Pushkin's own opinion of the work is shown in the dedication:
"Accept these motley chapters' run,
Pages half mirth, half sadness blending,
Idealistic, unpretending:
The casual fruit of leisure, fun,
Insomnia, light inspirations
In youthful and unripened years
My mind's dispassioned observations,
My heart's grave notes on human cares."
In form the novel is like Childe Harold. But the descriptions, the irony, and humour are truly Russian.
As an example of all three in one these may suffice:
"For forty years he nagged with his housekeeper, looked out of the window and squashed flies."
"Once upon a time the head of a secret team of gamblers, now he was a kind and simple father of a bachelor's numerous brood, living the life of a true philosopher: planting cabbages, breeding ducks and geese and teaching his youngsters the A B C."

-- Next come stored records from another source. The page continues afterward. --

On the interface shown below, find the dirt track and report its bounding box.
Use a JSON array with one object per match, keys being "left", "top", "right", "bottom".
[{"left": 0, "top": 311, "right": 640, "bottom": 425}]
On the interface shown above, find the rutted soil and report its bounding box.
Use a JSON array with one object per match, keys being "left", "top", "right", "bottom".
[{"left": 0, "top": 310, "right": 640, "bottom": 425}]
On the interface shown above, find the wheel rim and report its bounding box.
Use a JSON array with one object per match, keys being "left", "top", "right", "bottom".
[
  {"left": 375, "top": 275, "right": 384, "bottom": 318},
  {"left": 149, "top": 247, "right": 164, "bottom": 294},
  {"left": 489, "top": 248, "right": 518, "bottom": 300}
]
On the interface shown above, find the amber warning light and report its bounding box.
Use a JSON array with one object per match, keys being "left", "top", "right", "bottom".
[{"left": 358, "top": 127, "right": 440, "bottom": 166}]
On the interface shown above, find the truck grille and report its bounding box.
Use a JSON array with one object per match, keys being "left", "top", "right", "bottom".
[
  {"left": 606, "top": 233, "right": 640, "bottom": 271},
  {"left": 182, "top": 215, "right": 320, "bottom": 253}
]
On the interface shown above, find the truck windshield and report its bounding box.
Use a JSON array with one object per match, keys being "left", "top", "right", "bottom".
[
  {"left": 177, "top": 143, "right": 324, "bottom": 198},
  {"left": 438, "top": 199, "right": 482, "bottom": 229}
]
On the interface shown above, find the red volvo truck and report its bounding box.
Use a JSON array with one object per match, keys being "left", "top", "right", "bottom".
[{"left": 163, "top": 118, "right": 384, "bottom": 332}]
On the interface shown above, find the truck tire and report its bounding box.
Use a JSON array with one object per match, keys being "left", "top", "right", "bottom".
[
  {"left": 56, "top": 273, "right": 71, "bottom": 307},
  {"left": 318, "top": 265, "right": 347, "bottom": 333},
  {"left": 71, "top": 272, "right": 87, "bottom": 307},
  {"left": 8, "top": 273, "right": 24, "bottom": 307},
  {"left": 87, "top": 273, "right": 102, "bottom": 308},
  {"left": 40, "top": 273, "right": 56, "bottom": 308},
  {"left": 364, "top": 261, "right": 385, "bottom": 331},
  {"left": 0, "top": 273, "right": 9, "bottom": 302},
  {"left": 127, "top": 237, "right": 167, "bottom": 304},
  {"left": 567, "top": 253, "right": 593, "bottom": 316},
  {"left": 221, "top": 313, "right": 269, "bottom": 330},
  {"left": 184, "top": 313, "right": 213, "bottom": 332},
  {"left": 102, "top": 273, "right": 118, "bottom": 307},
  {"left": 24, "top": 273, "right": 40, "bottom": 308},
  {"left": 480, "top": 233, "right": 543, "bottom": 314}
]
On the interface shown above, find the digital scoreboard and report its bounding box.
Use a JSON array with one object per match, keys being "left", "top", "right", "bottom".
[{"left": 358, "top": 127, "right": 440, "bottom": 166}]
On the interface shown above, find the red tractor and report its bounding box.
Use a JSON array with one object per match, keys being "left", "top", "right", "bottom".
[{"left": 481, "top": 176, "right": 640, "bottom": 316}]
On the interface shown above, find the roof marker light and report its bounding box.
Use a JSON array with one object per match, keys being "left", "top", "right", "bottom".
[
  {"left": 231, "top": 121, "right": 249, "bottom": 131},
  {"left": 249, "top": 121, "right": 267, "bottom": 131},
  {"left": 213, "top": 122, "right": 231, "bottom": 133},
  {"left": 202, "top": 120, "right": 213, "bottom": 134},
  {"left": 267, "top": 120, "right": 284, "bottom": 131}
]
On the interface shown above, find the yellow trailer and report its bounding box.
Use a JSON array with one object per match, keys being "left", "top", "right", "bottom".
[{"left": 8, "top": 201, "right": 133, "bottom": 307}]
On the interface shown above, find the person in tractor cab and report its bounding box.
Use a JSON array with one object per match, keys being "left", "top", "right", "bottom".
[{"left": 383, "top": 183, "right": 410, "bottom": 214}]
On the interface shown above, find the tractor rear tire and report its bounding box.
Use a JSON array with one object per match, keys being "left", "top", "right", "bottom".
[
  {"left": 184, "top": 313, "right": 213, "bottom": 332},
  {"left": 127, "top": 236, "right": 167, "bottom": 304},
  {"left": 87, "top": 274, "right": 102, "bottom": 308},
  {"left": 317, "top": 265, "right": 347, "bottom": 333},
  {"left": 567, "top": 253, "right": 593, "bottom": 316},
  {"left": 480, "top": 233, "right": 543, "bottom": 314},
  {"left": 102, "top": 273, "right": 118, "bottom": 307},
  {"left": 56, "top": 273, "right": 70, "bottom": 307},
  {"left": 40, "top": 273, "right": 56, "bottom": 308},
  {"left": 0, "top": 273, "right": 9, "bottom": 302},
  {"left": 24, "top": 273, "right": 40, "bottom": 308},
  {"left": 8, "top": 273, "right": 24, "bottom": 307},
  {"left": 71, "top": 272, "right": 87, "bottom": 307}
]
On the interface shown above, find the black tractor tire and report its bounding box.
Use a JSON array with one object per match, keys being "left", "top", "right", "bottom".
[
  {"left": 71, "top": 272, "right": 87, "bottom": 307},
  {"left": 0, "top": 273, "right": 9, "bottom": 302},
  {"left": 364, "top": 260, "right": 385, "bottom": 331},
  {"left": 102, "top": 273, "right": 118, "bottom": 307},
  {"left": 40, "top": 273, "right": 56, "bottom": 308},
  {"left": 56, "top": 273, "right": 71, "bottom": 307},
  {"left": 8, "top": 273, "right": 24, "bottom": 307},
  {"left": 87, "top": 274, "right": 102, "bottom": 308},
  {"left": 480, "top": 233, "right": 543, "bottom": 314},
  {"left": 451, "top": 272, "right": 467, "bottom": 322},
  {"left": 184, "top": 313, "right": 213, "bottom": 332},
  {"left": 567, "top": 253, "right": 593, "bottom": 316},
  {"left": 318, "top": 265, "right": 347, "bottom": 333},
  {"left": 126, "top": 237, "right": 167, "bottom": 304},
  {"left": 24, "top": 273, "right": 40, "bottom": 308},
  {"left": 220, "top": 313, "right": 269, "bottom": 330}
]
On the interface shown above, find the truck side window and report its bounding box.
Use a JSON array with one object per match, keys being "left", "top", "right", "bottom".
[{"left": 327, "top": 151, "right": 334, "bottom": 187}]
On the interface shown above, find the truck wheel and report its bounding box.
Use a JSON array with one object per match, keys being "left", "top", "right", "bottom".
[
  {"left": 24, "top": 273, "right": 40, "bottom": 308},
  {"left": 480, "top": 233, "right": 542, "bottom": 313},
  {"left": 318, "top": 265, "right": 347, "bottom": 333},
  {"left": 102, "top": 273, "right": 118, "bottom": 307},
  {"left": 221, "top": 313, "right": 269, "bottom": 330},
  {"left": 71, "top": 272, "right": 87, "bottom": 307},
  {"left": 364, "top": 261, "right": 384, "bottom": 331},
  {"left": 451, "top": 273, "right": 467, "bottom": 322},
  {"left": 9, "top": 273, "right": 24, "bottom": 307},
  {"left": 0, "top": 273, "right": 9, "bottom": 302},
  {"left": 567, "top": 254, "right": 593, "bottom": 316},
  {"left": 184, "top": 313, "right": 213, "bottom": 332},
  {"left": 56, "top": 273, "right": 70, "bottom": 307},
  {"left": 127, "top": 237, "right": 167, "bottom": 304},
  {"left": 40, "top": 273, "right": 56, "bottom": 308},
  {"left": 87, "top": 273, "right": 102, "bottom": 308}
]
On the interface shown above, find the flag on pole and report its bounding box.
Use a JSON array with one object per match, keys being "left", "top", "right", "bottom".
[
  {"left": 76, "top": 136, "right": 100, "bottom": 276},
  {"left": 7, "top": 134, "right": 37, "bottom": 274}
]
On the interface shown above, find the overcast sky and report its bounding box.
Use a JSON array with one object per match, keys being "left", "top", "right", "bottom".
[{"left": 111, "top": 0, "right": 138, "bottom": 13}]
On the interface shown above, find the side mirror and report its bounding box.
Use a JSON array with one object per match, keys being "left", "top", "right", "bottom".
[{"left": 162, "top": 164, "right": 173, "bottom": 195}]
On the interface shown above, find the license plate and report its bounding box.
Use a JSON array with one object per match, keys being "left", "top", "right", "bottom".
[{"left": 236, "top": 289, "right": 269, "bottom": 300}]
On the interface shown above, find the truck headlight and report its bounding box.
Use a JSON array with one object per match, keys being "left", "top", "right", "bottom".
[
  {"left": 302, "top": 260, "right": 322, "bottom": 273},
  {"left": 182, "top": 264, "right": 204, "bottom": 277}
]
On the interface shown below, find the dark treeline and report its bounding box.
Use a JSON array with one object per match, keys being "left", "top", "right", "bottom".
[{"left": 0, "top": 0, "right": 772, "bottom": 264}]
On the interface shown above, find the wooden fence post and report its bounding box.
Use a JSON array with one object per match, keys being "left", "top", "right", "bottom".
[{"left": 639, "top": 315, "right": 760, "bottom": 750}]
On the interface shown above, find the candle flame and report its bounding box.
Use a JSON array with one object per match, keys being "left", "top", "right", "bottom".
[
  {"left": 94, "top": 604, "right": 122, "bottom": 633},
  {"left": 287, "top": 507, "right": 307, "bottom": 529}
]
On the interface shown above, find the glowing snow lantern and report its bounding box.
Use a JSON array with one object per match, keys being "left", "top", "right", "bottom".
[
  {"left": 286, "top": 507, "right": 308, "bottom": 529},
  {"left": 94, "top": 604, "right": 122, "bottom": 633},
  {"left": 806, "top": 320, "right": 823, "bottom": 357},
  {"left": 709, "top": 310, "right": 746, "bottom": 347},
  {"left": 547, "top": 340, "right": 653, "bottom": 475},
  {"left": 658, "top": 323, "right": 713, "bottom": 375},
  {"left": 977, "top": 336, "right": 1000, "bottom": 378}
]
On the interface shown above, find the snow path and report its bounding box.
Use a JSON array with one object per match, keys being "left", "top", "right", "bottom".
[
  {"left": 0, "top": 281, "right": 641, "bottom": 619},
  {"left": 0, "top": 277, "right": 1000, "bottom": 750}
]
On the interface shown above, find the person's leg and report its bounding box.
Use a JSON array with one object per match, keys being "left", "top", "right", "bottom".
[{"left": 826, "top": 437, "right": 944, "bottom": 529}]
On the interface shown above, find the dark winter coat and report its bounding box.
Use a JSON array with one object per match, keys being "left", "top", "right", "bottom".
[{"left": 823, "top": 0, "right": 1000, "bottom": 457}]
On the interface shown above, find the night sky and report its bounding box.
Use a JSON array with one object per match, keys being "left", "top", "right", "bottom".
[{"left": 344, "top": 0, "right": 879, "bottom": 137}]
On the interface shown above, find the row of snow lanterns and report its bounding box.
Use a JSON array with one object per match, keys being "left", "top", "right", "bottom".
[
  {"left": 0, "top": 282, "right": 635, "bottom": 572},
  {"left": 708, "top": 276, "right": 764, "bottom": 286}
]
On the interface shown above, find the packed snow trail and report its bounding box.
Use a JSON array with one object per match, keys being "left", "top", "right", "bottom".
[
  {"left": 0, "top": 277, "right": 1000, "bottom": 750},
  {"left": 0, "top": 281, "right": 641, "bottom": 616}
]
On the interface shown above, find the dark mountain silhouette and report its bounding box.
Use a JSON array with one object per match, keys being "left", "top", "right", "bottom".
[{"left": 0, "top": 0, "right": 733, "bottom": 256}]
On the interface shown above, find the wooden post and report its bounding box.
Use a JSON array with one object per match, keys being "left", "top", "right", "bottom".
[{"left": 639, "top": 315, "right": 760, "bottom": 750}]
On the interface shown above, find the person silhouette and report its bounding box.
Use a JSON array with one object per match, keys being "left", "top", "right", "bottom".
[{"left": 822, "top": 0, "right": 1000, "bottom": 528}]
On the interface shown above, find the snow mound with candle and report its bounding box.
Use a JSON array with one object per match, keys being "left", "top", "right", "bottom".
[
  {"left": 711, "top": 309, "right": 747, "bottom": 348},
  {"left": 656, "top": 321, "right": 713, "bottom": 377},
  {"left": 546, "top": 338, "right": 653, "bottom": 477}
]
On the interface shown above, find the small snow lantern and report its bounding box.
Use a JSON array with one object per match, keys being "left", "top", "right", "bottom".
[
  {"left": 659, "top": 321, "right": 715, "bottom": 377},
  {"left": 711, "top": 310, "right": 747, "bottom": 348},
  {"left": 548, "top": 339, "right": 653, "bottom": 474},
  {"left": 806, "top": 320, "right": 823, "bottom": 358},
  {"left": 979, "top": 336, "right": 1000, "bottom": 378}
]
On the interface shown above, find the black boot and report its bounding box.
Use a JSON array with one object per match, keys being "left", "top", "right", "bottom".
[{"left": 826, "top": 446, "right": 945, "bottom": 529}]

All the characters use genuine everyday speech, and yet the realistic subjects are magically turned into poetry. "One can be a serious man and yet think of the beauty of one's nails."
An example of his descriptive power may be found in this stanza on Moscow:
"O'er the snow-humps the sleigh is dashing,
Alongside in the streets are flashing
Shops, convents, palaces, mean shacks,
Peasantry, country-wives, cozàcks,
Gardens of kitchen-stuff and flowers,
Street-boys, lamps, chemists, fashion-stores,
Churches, stone lions at house doors,
Sentries, sleighs, balconies, old towers,
Merchants, Tartars that sell old clo'
And on the crosses many a crow."
As you can see even from these few extracts, the realism in Onyégin is the realism of Jane Austen—meticulous, correct, amazingly sketched in.